Nikagoras was a veteran Rhodian sailor who had worked aboard the Aphrodite for several years by the time the ship sailed to Alexandria. In that time, he had impressed Menedemos as a sensible seaman. When the Aphrodite was conscripted into the Egyptian navy before the Battle of Salamis, she had to keep her oars manned all day and night. Thus, it was periodically necessary for a sailor to relieve Diokles of his duties as keleustes so he could sleep. Diokles selected Nikagoras for this task. Nikagoras did a good job and was paid a bonus for service above his pay grade.

Literary Note[]

Since Nikagoras is said to have sailed aboard the Aphrodite for several years it seems very likely that he was included among unnamed sailors in earlier books in the series. However, as of this writing, his only definitive appearance has been in Salamis.

Okumenes[]

S

Okumenes was a sailor in the Egyptian navy serving aboard Blepyros's ship. With Ptolemaios's blessing, Menedemos asked Blepyros to assign six of his rowers to the Aphrodite. Okumenes was one of these. Though he had served on a huge war galley prior to his reassignment, Okumenes was so comfortable rowing on a fast, light ship that--combined with his Cretan origins--Sostratos found himself wondering whether Okumenes had ever served aboard a pirate ship.

Rhinias[]

S

Rhinias was a sailor who passed out when the Aphrodite required a long sustained burst of speed to escape capture by one of Demetrios's war galleys. Diokles immediately took over his oar, while Sostratos in turn took over the duties of keleustes. After dark he regained consciousness and sought to resume his station immediately, but Sostratos and Diokles insisted he rest until the next day.

Thersandros[]

S

Thersandros was one of five sailors who accompanied Sostratos up the Nile to Memphis to sell Damonax's olive oil. On the journey up the Nile, he spoke disdainfully of Egyptian religious customs, for which Sostratos sharply rebuked him. In a private conversation with the tokharkos, Thersandros suggested that, as the Greek-speaking Macedonians had conquered Egypt, Hellenes were under no obligation to respect Egyptian culture. Sostratos replied that Ptolemaios's soldiers would not be any help if an Egyptian in a tavern decided to murder Thersandros for his blasphemy.

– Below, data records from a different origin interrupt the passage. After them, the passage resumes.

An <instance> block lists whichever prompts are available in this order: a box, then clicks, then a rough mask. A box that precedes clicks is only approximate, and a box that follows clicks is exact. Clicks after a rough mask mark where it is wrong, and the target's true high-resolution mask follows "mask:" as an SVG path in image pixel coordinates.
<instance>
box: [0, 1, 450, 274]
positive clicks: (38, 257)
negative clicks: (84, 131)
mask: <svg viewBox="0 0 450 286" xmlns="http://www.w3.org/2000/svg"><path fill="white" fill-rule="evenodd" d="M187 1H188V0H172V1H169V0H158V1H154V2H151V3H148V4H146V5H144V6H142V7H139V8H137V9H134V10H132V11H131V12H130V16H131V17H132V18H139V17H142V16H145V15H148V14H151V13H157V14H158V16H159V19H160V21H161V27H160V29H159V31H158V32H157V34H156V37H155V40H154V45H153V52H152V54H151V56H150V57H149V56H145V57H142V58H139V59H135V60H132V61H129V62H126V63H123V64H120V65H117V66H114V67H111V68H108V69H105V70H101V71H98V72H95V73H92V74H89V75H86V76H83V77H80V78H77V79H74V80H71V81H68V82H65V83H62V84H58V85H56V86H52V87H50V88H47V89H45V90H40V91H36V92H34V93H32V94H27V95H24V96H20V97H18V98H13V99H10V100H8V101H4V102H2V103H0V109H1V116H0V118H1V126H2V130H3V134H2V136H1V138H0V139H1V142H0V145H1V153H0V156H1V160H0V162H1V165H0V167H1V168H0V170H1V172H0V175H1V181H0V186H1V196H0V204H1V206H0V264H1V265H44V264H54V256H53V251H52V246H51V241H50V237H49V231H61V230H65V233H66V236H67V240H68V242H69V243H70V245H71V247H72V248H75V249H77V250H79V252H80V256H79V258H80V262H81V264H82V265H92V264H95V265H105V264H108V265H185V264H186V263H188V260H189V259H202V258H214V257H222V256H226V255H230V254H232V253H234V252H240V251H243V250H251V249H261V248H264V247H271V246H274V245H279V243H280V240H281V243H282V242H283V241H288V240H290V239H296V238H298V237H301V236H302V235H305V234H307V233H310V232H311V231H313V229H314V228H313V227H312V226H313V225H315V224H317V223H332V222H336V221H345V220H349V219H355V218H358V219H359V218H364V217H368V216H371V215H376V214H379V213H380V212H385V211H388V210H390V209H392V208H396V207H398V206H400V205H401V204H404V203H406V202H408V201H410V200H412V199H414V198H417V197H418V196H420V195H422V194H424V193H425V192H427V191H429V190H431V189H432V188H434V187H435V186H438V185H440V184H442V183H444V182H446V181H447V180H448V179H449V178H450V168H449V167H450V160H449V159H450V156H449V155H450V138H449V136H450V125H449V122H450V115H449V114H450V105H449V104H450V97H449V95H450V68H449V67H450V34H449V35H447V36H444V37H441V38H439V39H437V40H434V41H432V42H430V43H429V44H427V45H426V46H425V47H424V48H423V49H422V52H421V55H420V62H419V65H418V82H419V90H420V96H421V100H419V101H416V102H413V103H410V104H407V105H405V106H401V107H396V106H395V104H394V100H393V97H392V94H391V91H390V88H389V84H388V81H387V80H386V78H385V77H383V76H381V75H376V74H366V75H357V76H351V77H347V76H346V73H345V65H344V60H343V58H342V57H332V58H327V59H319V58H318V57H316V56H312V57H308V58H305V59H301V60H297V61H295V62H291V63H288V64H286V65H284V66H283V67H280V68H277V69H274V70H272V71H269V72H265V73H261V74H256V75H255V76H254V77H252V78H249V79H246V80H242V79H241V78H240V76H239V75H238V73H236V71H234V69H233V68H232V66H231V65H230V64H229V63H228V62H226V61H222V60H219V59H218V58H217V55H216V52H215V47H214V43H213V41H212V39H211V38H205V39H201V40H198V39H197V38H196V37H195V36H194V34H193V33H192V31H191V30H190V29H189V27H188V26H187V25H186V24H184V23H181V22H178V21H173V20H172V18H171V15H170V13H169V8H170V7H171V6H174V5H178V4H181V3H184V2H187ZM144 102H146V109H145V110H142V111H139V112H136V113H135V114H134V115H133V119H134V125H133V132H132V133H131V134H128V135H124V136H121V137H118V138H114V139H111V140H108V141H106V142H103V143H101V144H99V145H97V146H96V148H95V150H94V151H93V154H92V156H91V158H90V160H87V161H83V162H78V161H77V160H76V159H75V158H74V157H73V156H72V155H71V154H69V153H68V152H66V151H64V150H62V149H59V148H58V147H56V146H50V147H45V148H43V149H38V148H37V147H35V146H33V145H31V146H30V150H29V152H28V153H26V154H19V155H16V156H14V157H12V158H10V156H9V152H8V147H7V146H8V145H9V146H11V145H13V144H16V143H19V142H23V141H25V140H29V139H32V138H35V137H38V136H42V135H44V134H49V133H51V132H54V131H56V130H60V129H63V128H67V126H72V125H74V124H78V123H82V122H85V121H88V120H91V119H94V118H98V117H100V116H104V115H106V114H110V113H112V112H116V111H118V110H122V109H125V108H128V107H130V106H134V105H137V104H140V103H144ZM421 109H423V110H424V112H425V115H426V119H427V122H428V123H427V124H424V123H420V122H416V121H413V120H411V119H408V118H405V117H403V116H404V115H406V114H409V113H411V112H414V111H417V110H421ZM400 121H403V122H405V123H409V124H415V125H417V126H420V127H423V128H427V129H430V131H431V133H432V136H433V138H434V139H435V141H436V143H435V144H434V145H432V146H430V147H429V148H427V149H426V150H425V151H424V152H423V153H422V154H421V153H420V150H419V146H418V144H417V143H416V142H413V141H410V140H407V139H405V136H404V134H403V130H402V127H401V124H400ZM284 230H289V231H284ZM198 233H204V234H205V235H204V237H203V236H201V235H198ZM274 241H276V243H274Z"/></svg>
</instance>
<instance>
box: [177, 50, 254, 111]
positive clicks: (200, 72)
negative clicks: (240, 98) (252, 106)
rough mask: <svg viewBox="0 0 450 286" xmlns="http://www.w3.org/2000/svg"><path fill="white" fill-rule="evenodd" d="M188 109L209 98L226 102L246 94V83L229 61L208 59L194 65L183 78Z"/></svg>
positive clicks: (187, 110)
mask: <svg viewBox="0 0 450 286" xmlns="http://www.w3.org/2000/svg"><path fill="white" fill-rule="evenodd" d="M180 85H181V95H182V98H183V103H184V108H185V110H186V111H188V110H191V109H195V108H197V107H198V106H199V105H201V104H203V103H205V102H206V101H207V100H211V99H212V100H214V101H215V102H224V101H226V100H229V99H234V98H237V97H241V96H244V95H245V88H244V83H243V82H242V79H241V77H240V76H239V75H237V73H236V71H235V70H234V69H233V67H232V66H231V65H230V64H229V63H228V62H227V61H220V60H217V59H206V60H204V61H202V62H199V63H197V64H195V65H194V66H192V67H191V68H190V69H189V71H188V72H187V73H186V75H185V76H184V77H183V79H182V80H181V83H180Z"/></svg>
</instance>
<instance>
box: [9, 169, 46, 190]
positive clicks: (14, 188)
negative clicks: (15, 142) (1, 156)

Despite his disdain for Egyptian culture, Thersandros took advantage of the opportunity to visit the Pyramids when Sostratos paid for an excursion out of Memphis. Later, he carried an amphora of oil to Zoilos's house so Sostratos could make his sales pitch to the merchant.

Trityllos[]

S

Trityllos was one of five sailors who accompanied Sostratos up the Nile to Memphis to sell Damonax's olive oil. While in Memphis, he joined his comrades and Sostratos on an excursion to see the Pyramids. They traveled on camelback. Trityllos was a bit intimidated by the animals' size and feared that the rocking motion of their gait amplified by their great height would make him queasy.